First up for tasting was the Rock Oyster. This is a blend of Scottish Island malts with components from Jura, Arran, Orkney and a bit of Islay. This was the lightest dram of the evening, and obviously the best place to start. It had a distinctive salty and fresh nose, which carried on through the taste with honey-like sweetness and a late, faint peaty warmth. The finish was fresh and fairly quick but that lovely peat lingered. Shame the sample didn’t last that long…
Next was their highland blend, Timorous Beastie. This was another light dram but with a fair few more tastes fighting for prevalence with a full, fruity nose and a bit of sweet spice on the taste. This was a very well balanced dram with the original malt tastes coming through. Like the Rock Oyster, the Timorous Beastie, is bottled in small batches and released at 46.8% without colouring or chill-filtration. The key parts here hail from Dalmore, Blair Athol, Glen Garioch and Glengoyne – which are all pretty damn fine distilleries. The name incidentally is a Rabbie Burns reference and might just influence me to get some in for January 25th!

Next up was their Speyside blend, Scallywag and this dram seemed to have even more flavours and smells fighting for pole position. I was told that the main component here is from Macallan and it was helped on the way by being casked in sherry butts, and that was clearly the forerunner on the nose. This thing smelt like Christmas. It was a little more syrupy than the 2 before it and it had a rich fruity sweetness from start to finish. The power of suggestion won me over when my evening’s guide suggested dark chocolate too. This was an enjoyable dram, and I think one that should be savoured and enjoyed slowly. This was 46% ABV and was again a purer dram for being non-chill-filtered and without any colouring. The fact that it contains Mortlach and Glenrothes would also mean that it would catch the eye of fond Speysiders.
The last dram was old friend Big Peat. I’ve enjoyed this dram before but amidst other peaty monsters, and on its own it certainly delivered, and was, with no disrespect to the others, easily my favourite of the evening. To be fair, anything that contains Ardbeg would probably win me over, but this blend of Ardbeg, Caol Ila, Bowmore and a dash of the liquid gold from Port Ellen was the bees’ knees on the night. As a dram, it simply delivers peat throughout, but still remains quite fresh and light enough to leave you wanting more, rather than the full peaty blockbusters that can leave you shaking and savouring just the one as a night cap.
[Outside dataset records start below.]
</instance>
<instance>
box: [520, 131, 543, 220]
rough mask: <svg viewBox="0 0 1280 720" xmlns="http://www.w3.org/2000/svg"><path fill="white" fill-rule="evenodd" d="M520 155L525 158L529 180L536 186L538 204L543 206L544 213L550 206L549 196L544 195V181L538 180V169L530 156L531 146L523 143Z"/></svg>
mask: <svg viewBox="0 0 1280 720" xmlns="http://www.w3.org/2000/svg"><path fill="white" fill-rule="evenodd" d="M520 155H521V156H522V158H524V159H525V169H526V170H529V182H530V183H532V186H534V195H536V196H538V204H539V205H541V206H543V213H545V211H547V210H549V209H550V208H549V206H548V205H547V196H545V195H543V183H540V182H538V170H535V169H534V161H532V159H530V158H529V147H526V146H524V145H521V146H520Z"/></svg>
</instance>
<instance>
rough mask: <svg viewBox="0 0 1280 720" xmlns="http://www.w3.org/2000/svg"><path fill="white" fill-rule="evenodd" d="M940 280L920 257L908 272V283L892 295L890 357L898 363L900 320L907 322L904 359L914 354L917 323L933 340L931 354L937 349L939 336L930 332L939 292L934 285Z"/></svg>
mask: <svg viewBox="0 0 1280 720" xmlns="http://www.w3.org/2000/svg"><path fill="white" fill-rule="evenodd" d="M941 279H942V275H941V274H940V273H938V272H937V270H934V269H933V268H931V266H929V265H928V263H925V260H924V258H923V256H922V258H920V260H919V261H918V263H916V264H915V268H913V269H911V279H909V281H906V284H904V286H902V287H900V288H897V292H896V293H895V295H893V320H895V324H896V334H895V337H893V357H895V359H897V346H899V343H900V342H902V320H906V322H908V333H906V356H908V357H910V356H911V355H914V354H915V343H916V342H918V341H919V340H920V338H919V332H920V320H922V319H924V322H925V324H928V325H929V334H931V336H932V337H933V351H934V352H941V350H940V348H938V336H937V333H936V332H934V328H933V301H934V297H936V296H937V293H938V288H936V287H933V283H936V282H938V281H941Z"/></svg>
The pleasant company, relaxed atmosphere and cool surroundings of the Corks Out store made this a very enjoyable encounter, and being able to taste and talk through the decent and different drams one-on-one made me appreciate it even more (along with the brandy and ice wine, which were also pleasant to boot). At an average of £46 per bottle, these are definitely more premium blends than your standard supermarket fodder, but, having tasted them, I can safely say that you are getting your money’s worth.